Secretary's Notice | Secretary's Notice of PTI Board Action Without a Meeting | 21 August 2017
Secretary's Notice | Secretary's Notice of PTI Board Action Without a Meeting
EFFECTIVE DATE: 21 AUGUST 2017
THE PTI BOARD PASSED THE FOLLOWING RESOLUTION EFFECTIVE 21 AUGUST 2017 BY UNANIMOUS CONSENT, WITHOUT A MEETING, PURSUANT TO THE PTI BYLAWS AT:
Section 5.15 ACTION WITHOUT MEETING
Any action required or permitted to be taken by the Board may be taken without a meeting, if (a) all Directors, individually or collectively, consent in writing to the action and (b) the number of Directors then in office constitutes a quorum as set forth in Section 5.11.1, which, for the avoidance of doubt, requires a majority of Directors then in office including at least one ICANN Director and at least one Nominating Committee Director. Such written consent shall have the same force and effect as a unanimous vote of the Board taken at a meeting. Such written consent or consents shall be filed with the minutes of the proceedings of the Board.
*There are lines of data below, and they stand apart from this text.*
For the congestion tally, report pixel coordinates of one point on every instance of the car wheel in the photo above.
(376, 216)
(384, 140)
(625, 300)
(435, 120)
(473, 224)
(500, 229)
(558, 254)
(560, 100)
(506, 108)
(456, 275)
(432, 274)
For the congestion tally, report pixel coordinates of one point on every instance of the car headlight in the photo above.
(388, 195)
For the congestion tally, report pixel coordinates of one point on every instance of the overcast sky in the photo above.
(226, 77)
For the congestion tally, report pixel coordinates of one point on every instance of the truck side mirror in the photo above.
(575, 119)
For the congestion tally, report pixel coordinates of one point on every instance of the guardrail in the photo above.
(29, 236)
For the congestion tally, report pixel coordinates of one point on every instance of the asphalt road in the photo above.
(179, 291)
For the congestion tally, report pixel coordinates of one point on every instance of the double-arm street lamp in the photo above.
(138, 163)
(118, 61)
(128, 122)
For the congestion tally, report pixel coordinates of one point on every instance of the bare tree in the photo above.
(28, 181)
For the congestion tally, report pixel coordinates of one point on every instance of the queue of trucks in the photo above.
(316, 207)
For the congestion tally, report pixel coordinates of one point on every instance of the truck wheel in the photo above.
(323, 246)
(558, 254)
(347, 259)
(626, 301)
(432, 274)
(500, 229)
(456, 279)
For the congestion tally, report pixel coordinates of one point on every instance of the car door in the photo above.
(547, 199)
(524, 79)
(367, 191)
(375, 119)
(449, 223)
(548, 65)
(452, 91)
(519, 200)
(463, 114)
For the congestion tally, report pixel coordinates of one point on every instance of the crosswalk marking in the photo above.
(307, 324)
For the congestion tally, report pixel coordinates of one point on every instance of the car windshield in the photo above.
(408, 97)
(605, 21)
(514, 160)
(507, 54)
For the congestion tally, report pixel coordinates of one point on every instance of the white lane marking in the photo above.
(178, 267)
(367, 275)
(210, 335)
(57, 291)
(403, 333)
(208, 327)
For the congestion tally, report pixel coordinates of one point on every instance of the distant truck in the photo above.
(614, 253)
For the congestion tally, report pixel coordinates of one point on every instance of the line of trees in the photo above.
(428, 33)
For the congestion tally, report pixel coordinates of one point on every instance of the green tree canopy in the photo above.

Written consent may be transmitted by first-class mail, messenger, courier, facsimile, e-mail or any other reasonable method satisfactory to the Chairperson or the President.
ALL VOTING MEMBERS RESPONDED AND CONSENTED TO THE FOLLOWING RESOLUTION BY ELECTRONIC MEANS:
PTI Board Audit Committee Membership
Whereas, in the event that there is not sufficient in dependence among the community-identified members of the PTI Board, the PTI Audit Committee Charter allows for the selection of an independent financial expert to serve as a member of the Audit Committee.
Whereas, the PTI Board composition requires that an independent member be selected to the Audit Committee to complete its membership.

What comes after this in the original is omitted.